Ve mecburen “Ben hesabı halka veririm” türü artistlikler yapmak zorunda kaldı.
*
Şundan eminim:
Artistlik yapmak yerine iki dakika delikanlı olmayı deneyip...
“İşte belge” demeyi çok istemiştir.
Ama diyemedi.
*
- Çünkü yok.
- Çünkü sallamış.
- Çünkü palavra sıkmış.
- Çünkü desteksiz yuvarlamış.
- Çünkü izi kalsın diye çamur atmış.
“Ben ancak halka hesap veririm” diye caka satmasının nedeni bu.
*
Demirören Grubu, bu milletvekilini mahkemeye verdi.
Çok da iyi yaptı.
*
Böylece...
“Ben sadece halka hesap veririm” diyen Başarır, attığı çamur ve iftiranın hesabını... Halk adına hesap sorma makamı olan mahkemede verecek.
FOTOĞRAFI GÖRÜNCE
MHP Lideri Devlet Bahçeli, yerli aşı yaptırdı.
Aşı olmasının fotoğrafları gazetelerde yayınlandı.
*
Fotoğrafı görünce gülümsedim.
*
Çünkü aklıma Özlem Gürses’in o tarihe geçen Gülnaz Şırınga hemşiresi geldi.
İlahi Özlem.
Sen insanı öldürürsün.
Ama gülmekten.
SAYIN REKLAMCILAR
EGE köylerinde yaşayan teyzelerimiz, mütemadiyen gülen, her konuya gülerek yorum yapan insanlar değildirler.

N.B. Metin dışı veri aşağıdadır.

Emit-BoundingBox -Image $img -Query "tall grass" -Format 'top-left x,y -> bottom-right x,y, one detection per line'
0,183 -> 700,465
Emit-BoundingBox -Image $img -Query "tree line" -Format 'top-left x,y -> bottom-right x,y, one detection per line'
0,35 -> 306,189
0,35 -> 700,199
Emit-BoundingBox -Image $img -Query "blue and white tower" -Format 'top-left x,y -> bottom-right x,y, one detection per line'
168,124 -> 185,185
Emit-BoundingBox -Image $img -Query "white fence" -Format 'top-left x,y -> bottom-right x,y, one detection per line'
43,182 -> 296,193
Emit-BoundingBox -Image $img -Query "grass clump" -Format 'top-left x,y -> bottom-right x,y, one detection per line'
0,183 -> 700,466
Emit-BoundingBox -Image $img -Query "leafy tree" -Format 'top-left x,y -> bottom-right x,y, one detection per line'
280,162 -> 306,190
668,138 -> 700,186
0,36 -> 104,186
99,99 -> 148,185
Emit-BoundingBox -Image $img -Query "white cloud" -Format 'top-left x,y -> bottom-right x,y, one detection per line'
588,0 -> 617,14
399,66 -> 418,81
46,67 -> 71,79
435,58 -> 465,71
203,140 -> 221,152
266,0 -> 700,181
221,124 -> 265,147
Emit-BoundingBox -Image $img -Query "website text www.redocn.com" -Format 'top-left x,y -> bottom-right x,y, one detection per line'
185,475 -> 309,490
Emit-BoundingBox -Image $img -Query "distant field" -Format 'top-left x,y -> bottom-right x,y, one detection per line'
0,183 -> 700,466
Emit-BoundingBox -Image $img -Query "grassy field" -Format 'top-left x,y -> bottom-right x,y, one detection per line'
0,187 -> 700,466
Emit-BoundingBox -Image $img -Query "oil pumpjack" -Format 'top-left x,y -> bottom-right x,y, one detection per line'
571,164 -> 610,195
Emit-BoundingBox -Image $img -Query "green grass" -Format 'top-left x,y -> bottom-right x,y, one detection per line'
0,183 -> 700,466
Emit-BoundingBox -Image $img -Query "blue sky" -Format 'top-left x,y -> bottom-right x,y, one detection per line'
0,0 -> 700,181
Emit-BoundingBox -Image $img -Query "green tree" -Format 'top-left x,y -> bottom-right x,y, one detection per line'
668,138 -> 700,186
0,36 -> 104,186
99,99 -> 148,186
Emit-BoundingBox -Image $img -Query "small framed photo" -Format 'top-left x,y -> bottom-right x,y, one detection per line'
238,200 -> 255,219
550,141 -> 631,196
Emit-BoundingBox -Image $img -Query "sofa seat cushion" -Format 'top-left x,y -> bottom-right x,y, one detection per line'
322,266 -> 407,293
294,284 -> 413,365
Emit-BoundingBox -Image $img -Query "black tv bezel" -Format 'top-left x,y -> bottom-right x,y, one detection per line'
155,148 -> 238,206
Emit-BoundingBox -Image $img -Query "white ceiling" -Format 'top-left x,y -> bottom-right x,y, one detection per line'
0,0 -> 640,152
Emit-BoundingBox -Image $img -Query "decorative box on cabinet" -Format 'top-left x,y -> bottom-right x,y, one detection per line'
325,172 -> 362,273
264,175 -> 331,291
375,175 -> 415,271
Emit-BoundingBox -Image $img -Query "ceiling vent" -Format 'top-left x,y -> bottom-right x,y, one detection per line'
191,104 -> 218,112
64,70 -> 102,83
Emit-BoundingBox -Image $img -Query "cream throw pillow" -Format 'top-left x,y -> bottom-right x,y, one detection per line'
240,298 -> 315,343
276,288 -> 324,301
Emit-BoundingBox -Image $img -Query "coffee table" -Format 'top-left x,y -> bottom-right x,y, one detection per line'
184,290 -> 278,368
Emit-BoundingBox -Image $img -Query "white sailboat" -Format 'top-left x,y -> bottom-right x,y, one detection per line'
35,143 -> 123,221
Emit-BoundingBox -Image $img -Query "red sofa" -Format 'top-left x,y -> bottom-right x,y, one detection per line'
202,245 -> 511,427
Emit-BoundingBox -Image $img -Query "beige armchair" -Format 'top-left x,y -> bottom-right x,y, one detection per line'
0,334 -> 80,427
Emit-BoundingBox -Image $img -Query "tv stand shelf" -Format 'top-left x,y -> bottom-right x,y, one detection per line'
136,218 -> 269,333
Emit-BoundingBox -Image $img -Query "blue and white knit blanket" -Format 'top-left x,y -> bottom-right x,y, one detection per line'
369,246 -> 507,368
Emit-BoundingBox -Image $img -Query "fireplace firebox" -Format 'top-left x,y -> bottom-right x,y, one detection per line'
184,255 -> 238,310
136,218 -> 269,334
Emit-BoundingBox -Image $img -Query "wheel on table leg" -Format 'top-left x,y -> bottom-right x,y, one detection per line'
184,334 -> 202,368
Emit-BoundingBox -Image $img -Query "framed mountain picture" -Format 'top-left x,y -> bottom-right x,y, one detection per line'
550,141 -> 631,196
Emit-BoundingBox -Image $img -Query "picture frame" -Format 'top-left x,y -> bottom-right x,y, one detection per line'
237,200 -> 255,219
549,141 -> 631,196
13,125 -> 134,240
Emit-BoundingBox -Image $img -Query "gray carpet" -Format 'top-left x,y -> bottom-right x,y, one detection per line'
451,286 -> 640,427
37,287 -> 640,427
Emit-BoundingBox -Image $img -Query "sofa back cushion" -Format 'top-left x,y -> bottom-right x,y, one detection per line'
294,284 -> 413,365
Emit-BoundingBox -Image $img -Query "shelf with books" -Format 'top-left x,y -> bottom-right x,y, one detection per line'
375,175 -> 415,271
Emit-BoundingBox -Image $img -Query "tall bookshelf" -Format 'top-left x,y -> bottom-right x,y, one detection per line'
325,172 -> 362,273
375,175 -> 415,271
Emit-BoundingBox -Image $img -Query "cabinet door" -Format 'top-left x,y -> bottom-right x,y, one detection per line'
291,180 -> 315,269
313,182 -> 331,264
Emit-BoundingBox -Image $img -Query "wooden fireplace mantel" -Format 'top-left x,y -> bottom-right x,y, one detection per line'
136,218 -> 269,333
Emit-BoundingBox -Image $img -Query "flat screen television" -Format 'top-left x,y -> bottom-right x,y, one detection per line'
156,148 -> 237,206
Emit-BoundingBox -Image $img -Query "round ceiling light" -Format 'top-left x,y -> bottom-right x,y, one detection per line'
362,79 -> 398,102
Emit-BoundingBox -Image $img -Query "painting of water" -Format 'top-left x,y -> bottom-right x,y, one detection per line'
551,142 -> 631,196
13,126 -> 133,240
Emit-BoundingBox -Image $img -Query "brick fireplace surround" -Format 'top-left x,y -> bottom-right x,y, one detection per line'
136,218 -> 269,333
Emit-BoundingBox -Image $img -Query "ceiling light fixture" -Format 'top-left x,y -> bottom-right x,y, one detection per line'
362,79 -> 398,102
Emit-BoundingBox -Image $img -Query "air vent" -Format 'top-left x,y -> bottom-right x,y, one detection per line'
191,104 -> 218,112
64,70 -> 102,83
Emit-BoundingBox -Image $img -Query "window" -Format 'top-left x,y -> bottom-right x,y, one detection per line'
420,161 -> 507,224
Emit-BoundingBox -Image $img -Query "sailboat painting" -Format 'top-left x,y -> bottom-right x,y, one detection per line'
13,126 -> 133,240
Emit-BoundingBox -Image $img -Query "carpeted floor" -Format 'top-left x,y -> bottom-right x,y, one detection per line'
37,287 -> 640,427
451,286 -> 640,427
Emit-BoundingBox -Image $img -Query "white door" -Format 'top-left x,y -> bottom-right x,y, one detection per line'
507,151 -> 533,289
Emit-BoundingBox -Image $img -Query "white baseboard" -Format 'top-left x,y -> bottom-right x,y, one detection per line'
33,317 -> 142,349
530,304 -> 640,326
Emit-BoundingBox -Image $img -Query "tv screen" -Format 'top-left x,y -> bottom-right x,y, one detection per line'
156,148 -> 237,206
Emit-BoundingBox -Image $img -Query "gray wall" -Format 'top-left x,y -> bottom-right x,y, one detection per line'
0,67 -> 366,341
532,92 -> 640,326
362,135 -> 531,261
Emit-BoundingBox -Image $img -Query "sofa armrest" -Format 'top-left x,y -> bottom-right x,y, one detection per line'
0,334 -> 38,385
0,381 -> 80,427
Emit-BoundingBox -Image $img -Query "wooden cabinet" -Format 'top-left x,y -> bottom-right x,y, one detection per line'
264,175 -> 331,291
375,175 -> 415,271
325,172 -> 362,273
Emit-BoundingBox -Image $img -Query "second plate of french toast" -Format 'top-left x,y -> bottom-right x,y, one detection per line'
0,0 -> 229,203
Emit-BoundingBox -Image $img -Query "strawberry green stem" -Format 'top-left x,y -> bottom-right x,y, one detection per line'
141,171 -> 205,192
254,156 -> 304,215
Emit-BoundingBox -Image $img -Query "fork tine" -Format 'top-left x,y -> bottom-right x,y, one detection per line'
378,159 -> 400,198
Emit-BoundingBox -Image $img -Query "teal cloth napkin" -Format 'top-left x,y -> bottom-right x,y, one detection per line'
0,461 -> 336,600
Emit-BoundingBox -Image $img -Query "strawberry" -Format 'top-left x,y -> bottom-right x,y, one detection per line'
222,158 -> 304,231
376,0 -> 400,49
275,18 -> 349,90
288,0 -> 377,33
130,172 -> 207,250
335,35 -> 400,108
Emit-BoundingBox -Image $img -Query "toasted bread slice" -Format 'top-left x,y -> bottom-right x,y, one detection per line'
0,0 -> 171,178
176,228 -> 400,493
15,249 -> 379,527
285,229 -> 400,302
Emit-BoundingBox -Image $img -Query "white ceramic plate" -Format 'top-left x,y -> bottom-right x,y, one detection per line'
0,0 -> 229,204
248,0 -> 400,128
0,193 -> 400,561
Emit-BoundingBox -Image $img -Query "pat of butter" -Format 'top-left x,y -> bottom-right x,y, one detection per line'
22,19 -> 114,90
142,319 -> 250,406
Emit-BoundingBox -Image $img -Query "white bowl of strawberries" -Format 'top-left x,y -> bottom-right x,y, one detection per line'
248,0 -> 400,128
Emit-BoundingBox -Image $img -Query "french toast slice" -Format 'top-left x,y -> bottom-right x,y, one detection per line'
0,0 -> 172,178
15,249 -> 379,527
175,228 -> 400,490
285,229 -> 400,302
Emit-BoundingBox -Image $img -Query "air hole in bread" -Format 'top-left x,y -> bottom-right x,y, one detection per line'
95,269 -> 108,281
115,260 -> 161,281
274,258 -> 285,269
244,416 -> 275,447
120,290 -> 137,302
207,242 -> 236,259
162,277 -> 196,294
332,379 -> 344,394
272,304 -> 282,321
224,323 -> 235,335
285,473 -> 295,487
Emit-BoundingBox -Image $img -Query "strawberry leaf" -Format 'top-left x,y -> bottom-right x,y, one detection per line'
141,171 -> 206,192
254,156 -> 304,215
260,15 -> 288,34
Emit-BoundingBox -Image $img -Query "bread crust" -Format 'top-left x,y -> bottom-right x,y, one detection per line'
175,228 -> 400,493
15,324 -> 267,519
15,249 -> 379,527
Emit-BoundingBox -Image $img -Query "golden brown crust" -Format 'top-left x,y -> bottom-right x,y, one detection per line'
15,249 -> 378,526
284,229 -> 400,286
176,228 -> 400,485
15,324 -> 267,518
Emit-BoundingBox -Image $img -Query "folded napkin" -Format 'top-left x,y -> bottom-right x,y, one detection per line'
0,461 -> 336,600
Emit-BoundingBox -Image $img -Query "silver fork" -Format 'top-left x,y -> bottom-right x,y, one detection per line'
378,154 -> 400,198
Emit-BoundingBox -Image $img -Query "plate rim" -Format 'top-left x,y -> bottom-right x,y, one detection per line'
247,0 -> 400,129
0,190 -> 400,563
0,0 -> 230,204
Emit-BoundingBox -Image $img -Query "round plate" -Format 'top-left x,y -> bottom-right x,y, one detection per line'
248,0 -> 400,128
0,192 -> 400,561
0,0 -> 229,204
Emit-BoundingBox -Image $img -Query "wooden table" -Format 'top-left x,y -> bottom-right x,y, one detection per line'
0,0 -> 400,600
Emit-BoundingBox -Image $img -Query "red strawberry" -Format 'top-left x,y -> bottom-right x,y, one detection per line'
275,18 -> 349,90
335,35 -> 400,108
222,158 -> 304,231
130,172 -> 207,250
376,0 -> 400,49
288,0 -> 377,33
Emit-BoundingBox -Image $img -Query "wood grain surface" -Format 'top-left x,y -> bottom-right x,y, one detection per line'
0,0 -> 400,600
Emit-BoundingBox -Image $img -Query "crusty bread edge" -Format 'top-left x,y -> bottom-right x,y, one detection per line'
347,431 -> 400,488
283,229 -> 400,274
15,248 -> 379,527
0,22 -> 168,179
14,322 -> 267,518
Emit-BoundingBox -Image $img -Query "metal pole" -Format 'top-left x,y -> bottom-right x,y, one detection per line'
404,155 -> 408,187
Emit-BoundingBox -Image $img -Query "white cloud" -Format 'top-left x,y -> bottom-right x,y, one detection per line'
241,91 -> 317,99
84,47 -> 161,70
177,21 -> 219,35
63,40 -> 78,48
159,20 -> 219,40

Onların da kederlendikleri anlar, asaplarının bozulduğu durumlar olur.
*
Vazgeçin artık şu Ege köylüsü teyzelerin her durumda güldükleri önyargısından.
“TAM KAPANMA”YI LÜGATİMİZDEN ÇIKARALIM
Ülke olarak...
Yarı kapandık, biraz açıldık, tam kapandık.
Yani “Aç/Kapa” yöntemini gördük, denedik, tattık.
Yok, yok.
Bir derde derman olmadı bu tam kapanmalar.
Olmadığı gibi bin türlü yan sorunu getirdi hayatımıza.
*
Bugünlerde vaka sayısındaki olağanüstü artış nedeniyle “tam kapanma”yı aklının ucundan geçiren varsa...
Lütfen vazgeçsin.
*
Peki çözüm ne? Çözüm şu:
*
“Köpüktür bu, köpük” diyeceksin.
Ve “aşıya, maskeye, kalabalıktan uzak durmaya” abanmaya devam edeceksin.
KAZAKİSTAN OLAYINDA FETÖ PARMAĞI
İKİYÜZLÜLÜK, kaypaklık, kendisini gizleme üzerine kurulu bir örgütlenmeyle ilgili olarak somut bir delil sunmanın ne denli zor olduğunun farkındayım.
Bu nedenle...
Kazakistan olaylarında FETÖ parmağı olduğuna dair haberleri yabana atamıyorum.
*
Ama bir yandan da endişem var.
Acaba bu tür haberlerle FETÖ denilen örgütü, biraz fazla mı abartmış oluyoruz?
*
“Ne abartması birader? FETÖ demek ABD demek” diye karşı çıkanlar olacaktır.
Onlara şöyle cevap vermek isterim:
*
“Madem öyle, o zaman ‘Kazakistan olayında ABD parmağı’ demelisin. Böylece kuklayı abartmak yerine kuklacıyı hedefe koymuş olursun.”